What is a Data Subject Access Request (DSAR)?
An individual can submit a Data Subject Access Request (DSAR) - which can be up to 80 pages long to specify the information sought - to any organization. The organization has to comply within 30 days. DSARs are often followed by a “Right to be Forgotten Request” on reported information.
A typical DSAR consists of the name of the person (including various spelling variations and nicknames) and all related information the requester is interested in (such as data related to a job or credit application). Or if the requester is a former employer, all the projects he or she participated in, and all communications about the requester with other employees and even people from other organizations. A simple request can already involve a lot of data.
It gets more complicated when a former employee asks to access his PII. In this case, relevant data typically includes employment history, education, skills and qualifications, health information, performance data, pay history, disciplinary actions, bank details, next of kin details, etc. Some of this information will be stored in personnel files and payroll records, but even more will be stored as unstructured email data spanning possibly hundreds of mailboxes scattered all over the organizations.
Typical motives for a DSAR
- Transfer to another provider/supplier/dealer/employer;
- Privacy concerns;
- Employment related conflicts;
- Other legal matters.
Sometimes the reason for a DSAR is simple. A customer is switching to a different provider/supplier/dealer/employer. They, therefore, requests to retrieve and delete all of their personal data related to their purchase and shipping history with the company of which they are no longer a customer or employee.
Sometimes, a request is made out of privacy concerns. Individuals are now more aware of their rights and more concerned about data privacy. The number of organizations that are involved in data privacy issues and scandals is increasing exponentially. Concerned individuals submit DSARs to see what data of theirs is being collected, potentially at risk and whether they should follow the right to access with the right to be forgotten.
There is also an increasing number of DSARs being used as tactics by aggrieved ex-employees to cause maximum disruption to their former employers.
Global law firm Squire Patton Boggs reported in a recent survey, a particular increase in DSARs being used where an individual is facing a disciplinary or performance issue and wants to cause problems for the business or to get advance disclosure prior to raising a claim.

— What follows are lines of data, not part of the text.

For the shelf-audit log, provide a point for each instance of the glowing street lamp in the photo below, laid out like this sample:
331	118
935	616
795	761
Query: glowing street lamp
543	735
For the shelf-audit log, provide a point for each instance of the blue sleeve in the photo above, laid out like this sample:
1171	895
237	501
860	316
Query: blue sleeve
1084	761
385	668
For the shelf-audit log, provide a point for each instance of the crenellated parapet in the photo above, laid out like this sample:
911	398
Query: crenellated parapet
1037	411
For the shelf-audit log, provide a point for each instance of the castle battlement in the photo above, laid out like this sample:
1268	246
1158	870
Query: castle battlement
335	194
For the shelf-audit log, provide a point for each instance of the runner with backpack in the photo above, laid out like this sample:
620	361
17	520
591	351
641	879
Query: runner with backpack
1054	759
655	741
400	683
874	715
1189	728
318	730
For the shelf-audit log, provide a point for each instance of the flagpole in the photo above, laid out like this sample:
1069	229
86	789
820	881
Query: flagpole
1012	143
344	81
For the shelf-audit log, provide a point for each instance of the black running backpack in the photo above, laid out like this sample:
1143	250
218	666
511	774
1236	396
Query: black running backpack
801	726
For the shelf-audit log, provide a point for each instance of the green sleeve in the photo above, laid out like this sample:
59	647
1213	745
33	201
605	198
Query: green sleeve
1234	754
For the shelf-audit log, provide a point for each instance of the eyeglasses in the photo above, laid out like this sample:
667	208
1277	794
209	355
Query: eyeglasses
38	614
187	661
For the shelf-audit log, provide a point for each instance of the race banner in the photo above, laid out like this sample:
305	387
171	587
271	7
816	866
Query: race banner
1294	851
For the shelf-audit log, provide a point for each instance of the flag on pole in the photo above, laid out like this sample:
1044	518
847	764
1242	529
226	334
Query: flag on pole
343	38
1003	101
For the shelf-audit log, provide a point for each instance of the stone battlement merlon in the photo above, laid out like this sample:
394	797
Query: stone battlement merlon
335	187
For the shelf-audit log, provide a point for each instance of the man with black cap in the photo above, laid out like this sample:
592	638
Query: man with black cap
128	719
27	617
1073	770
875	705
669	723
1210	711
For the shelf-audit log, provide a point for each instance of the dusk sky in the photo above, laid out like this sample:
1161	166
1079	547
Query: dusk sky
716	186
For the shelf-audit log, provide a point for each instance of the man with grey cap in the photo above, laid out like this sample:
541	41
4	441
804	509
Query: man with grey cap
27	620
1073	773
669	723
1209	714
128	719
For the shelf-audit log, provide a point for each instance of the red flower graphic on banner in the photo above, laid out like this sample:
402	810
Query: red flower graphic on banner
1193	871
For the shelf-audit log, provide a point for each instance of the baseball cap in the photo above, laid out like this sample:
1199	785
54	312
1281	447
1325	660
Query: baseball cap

The survey states that a little less than a quarter (24.4%) of all respondents noted that DSARs involved employees seemingly just wanting to know what the organization has on record about them. However, 65.5% of the companies also report they had dealt with DSARs that were connected to a workplace issue (for example, grievance, redundancy, performance management, etc.), while specifically among the 64 companies identifying an increase in DSARs since the GDPR, 92% confirmed they had dealt with DSARs connected to a workplace problem.
Sometimes actual and potential litigants use DSARs or as a “fishing expedition” to obtain either pre-action disclosure or disclosure whilst proceedings are on-going.
What is a Right to be Forgotten Request?
Either subsequently or additionally, a data subject can request erasure of the data from a data controller, provided the data meets any of the following conditions:
- The data is no longer needed;
- The subject withdraws previously granted information to process their personal data;
- The subject exercises their right to object to the processing of their data;
- The data is unlawfully used by the data controllers and/or processors;
- Data has a legal requirement for retention;
- The data was collected when the data subject was a child.
There are some exceptions such as compliance, legal requirements to hold data or matters of national security or public interest, but one should not seek to use such exceptions lightly.
Data controllers are typically obligated to erase personal data “without undue delay” which means within a month.
What does Notification of Data Breaches mean?
Organizations must notify authorities of data breaches within 72 hours of discovery and keep records of all breaches. Data subjects must be notified of any breaches affecting their unencrypted personal data.